Though Russia as a country is banned from competing, some Russian athletes will still partake in the games. However, instead of representing Russia, they'll compete under a neutral flag as an Olympic Athlete from Russia (OAR) — and, of course, they have to pass a doping test in order to compete.
These restrictions were put into place following an investigation into claims that Russia was sponsoring a doping program among its athletes during the 2014 Winter Olympics in Sochi. Grigory Rodchenkov, the director of Russia's anti-doping laboratory during the Sochi Games, was one of the first people to formally raise concern over some Russian athletes' supposed habits.
The allegations were so serious that Rodchenkov eventually had to find refuge in the United States. According to Yahoo News Chief Investigative Correspondent Michael Isikoff, he is currently in the Federal Witness Protection Program and is afraid Russia will kill him for spilling the beans. On Dec. 27, he told NPR's Robert Siegel:
[B]ecause there are genuine concerns about threats to his life, his own lawyer has not even been able to communicate with him over the past week or so. That lawyer, Jim Walden, told me that he was recently informed by a U.S. government official that he should assume that there are Russian agents in the United States looking for Mr. Rodchenkov and that significant enhancements needed to be made in his security protections.
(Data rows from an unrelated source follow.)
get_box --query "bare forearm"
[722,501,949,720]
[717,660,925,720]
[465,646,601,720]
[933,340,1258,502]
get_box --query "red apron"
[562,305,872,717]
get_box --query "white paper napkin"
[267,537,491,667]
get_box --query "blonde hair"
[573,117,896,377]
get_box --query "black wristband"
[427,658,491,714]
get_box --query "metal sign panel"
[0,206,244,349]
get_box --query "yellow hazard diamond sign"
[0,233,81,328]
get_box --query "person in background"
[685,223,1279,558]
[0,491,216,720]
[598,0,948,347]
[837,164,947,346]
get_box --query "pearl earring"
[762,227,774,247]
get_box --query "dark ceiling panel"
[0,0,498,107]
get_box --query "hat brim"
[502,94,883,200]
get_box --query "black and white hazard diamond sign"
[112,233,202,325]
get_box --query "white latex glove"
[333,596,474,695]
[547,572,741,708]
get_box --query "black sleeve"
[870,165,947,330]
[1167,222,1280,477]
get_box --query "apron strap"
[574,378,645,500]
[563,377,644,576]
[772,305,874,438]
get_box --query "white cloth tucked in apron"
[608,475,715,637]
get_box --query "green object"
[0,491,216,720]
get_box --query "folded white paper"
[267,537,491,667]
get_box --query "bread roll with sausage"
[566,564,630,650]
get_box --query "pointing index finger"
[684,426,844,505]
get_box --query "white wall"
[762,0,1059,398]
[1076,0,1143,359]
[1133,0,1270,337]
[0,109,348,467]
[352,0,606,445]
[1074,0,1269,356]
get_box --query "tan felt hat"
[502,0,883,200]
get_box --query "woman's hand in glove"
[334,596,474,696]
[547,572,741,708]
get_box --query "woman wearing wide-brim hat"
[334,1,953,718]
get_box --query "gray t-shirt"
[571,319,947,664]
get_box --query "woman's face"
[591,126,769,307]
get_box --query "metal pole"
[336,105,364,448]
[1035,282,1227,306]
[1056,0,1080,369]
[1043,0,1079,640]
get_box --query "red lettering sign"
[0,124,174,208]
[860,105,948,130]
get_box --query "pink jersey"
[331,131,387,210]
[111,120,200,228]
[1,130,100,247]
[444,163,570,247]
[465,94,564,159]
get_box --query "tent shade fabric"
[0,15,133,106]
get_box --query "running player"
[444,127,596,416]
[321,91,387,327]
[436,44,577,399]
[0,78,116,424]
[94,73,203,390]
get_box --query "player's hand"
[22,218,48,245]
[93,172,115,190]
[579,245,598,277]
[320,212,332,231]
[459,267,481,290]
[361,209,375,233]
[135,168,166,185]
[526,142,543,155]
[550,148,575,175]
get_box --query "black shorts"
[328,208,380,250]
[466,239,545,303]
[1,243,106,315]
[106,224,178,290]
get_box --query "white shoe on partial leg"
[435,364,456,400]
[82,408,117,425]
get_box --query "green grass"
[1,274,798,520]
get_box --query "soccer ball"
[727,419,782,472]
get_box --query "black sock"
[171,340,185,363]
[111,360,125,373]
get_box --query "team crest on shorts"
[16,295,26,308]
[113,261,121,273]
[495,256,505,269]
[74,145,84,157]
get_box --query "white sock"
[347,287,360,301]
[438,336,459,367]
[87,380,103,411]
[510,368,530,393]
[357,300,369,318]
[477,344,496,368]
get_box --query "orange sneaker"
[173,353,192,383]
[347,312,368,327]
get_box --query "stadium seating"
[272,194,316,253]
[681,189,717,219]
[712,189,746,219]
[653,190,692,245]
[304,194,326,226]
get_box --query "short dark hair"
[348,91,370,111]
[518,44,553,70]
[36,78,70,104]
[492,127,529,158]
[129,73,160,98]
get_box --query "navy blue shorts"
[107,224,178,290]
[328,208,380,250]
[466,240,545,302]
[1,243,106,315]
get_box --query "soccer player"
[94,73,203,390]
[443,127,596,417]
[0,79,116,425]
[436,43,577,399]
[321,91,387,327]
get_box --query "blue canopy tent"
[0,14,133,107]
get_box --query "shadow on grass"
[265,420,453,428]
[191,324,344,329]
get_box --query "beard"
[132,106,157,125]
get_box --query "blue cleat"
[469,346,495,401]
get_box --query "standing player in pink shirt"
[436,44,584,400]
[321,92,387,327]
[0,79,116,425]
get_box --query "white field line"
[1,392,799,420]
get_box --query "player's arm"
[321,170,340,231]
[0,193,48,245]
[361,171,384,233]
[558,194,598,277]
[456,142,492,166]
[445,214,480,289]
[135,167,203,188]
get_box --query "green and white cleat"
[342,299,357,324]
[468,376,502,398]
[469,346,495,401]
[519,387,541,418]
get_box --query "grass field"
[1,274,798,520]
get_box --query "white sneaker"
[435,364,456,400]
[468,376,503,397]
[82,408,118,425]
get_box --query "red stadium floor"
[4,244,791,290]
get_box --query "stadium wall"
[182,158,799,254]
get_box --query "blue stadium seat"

As you might imagine, the revelation Rodchenkov prompted is a pretty big deal. His claims that Russia was encouraging doping caught the attention of the World Anti-Doping Agency, which then formally investigated the allegations. According to the lawyer hired to investigate the veracity of Rodchenkov's claims, 1,000 Russian athletes in total took part in the doping program anywhere between 2012 and 2015. And in 2016, 271 Russian athletes took part in the Rio Olympics, despite the fact that WADA actually advised the IOC to ban Russia from those games.
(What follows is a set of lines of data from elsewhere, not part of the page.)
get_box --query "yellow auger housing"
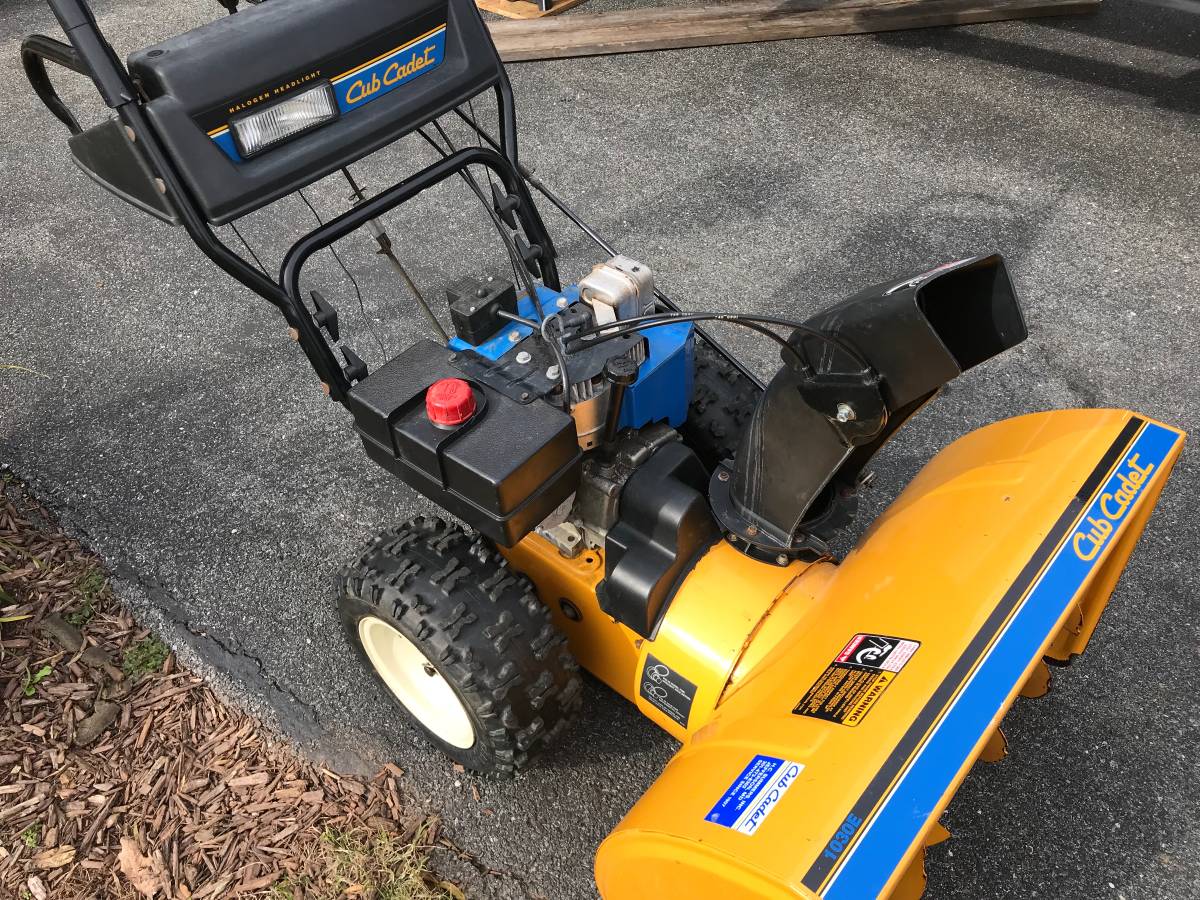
[504,408,1184,899]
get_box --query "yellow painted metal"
[506,410,1184,900]
[501,528,809,741]
[1020,659,1051,698]
[979,727,1008,763]
[633,543,808,739]
[498,537,640,693]
[600,411,1181,899]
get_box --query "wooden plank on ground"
[489,0,1100,61]
[476,0,589,19]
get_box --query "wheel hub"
[357,615,476,749]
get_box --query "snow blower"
[23,0,1184,896]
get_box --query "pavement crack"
[433,835,548,900]
[109,560,328,745]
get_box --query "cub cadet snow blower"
[24,0,1184,896]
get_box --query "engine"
[343,257,694,549]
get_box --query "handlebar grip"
[20,34,86,133]
[46,0,136,109]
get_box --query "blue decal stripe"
[332,28,447,113]
[820,420,1180,898]
[331,25,447,83]
[800,415,1148,894]
[210,129,239,162]
[208,24,447,163]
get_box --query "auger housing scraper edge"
[23,0,1184,896]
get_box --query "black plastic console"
[127,0,503,223]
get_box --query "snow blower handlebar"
[21,0,548,402]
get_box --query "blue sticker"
[332,26,446,113]
[820,420,1181,898]
[209,24,448,162]
[706,754,804,835]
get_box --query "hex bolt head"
[556,297,569,309]
[746,525,759,536]
[717,470,730,482]
[508,330,521,342]
[775,554,789,566]
[546,365,561,380]
[836,402,856,423]
[516,351,532,364]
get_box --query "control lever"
[601,356,639,454]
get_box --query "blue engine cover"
[447,284,693,430]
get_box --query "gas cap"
[425,378,476,427]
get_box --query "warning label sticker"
[794,634,919,727]
[639,654,697,728]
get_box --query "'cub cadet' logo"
[1073,452,1155,561]
[345,45,438,106]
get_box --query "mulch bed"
[0,477,455,899]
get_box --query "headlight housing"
[231,82,338,159]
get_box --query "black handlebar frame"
[24,0,560,404]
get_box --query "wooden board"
[476,0,589,19]
[488,0,1100,60]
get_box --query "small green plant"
[78,569,106,600]
[122,636,169,681]
[21,665,52,697]
[268,876,305,899]
[65,598,95,627]
[19,823,41,848]
[317,824,452,900]
[67,569,107,625]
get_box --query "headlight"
[231,82,338,158]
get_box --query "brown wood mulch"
[0,478,443,899]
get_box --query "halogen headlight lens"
[231,82,338,158]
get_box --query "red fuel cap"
[425,378,476,427]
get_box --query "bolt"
[508,330,521,342]
[556,297,569,309]
[775,554,789,566]
[546,365,560,380]
[447,352,458,362]
[746,525,759,537]
[836,402,856,423]
[516,350,532,364]
[717,470,730,482]
[520,391,531,401]
[422,663,437,677]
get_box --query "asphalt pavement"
[2,0,1198,897]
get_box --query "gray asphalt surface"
[2,0,1198,897]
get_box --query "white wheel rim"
[358,616,476,750]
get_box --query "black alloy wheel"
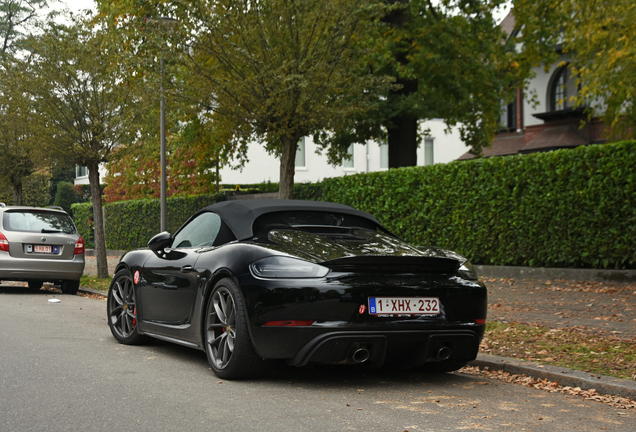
[107,269,146,345]
[204,278,265,379]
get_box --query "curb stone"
[476,264,636,283]
[79,287,108,297]
[469,353,636,399]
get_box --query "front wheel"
[107,269,146,345]
[204,278,266,379]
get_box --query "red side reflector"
[475,319,486,324]
[0,232,8,252]
[74,237,85,255]
[263,320,315,327]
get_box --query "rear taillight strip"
[0,233,8,252]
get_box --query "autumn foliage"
[103,119,232,202]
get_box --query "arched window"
[550,64,578,111]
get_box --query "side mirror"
[148,231,172,258]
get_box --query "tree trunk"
[384,1,419,168]
[279,137,298,199]
[88,163,109,278]
[12,182,22,206]
[388,114,418,168]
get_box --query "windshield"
[2,210,77,234]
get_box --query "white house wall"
[418,120,468,166]
[74,120,470,187]
[219,119,470,184]
[73,165,109,186]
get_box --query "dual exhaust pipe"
[349,343,453,364]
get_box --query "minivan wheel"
[61,280,80,295]
[28,281,43,291]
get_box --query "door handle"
[180,265,194,273]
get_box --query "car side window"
[172,212,223,249]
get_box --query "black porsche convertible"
[107,199,487,379]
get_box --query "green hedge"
[72,200,95,248]
[74,141,635,269]
[296,141,636,269]
[72,192,225,250]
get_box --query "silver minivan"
[0,203,85,294]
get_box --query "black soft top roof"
[201,199,381,240]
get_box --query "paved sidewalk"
[484,277,636,338]
[83,255,121,276]
[471,276,636,399]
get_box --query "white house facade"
[459,12,607,160]
[75,119,471,187]
[73,164,109,186]
[218,119,470,184]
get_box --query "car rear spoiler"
[320,255,461,275]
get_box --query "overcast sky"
[59,0,95,14]
[59,1,511,23]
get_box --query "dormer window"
[550,64,578,111]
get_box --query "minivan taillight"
[74,237,85,255]
[0,232,8,252]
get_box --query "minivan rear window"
[2,211,77,234]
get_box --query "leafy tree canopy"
[0,0,52,57]
[514,0,636,140]
[0,61,46,204]
[317,0,531,165]
[104,115,241,202]
[99,0,392,198]
[17,13,142,277]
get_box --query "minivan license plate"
[368,297,440,315]
[34,245,52,254]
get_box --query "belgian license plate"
[368,297,440,315]
[34,245,52,254]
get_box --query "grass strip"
[481,321,636,380]
[80,275,111,291]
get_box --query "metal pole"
[160,57,167,232]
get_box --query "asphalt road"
[1,286,634,432]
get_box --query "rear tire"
[61,280,80,295]
[204,278,266,379]
[28,281,43,291]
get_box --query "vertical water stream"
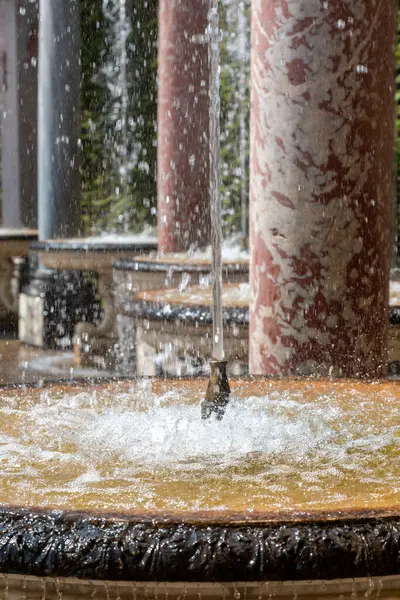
[209,0,224,361]
[102,0,131,231]
[237,0,248,244]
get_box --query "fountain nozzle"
[201,359,231,420]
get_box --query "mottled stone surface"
[250,0,395,377]
[157,0,210,252]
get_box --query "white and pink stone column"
[157,0,210,253]
[249,0,396,378]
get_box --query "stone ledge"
[0,507,398,582]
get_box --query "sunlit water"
[139,283,249,308]
[0,380,398,515]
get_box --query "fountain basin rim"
[0,505,398,582]
[113,258,249,273]
[3,372,400,392]
[117,298,249,324]
[1,503,399,528]
[31,241,157,254]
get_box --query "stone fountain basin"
[113,253,249,301]
[117,283,249,376]
[0,377,398,590]
[32,238,157,273]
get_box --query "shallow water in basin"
[0,379,398,516]
[139,282,250,308]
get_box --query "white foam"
[68,226,157,245]
[0,386,397,511]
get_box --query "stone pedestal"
[73,272,116,370]
[19,262,99,350]
[33,239,156,367]
[157,0,210,252]
[0,230,37,330]
[249,0,396,378]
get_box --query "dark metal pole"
[38,0,81,240]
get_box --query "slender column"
[0,0,38,229]
[38,0,81,240]
[157,0,210,253]
[250,0,396,378]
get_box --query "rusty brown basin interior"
[0,377,398,587]
[136,282,249,308]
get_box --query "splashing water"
[0,381,398,513]
[102,0,133,232]
[237,0,249,244]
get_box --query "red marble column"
[250,0,396,378]
[157,0,211,253]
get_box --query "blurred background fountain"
[80,0,158,236]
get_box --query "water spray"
[238,0,249,251]
[201,0,231,420]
Now, in 2018, the IOC feels as though it has enough evidence to instate the ban. According to Olympic.org, the investigation, led by former Swiss president Samuel Schmid, lasted over 17 months and honored due process; the subsequent document was called the Schmid Report.
The conclusions of the report, on both factual and legal aspects, confirmed the systemic manipulation of the anti-doping rules and system in Russia, through the Disappearing Positive Methodology and during the Olympic Winter Games Sochi 2014, as well as the various levels of administrative, legal and contractual responsibility, resulting from the failure to respect the respective obligations of the various entities involved.
Still, however, the IOC understood that it would be unfair to completely bar clean athletes who have spent grueling years preparing for the international games. As IOC President Thomas Bach said, according to Olympic.org:
As an athlete myself, I feel very sorry for all the clean athletes from all NOCs who are suffering from this manipulation. Working with the IOC Athletes' Commission, we will now look for opportunities to make up for the moments they have missed on the finish line or on the podium.
So, long story short, you will see Russian athletes at the 2018 Winter Olympics — they just won't be sporting a Russia uniform or flag. In addition to that, you won't see former Russia Sports Minister Vitaly Mutko in the stands — the IOC banned him from attending the events for life.
Whether or not the IOC's ruling teaches Russia (and any other countries sponsoring doping) a lesson remains to be seen. But regardless of the fact that clean Russian athletes can still compete, Russia's reputation could pay the price.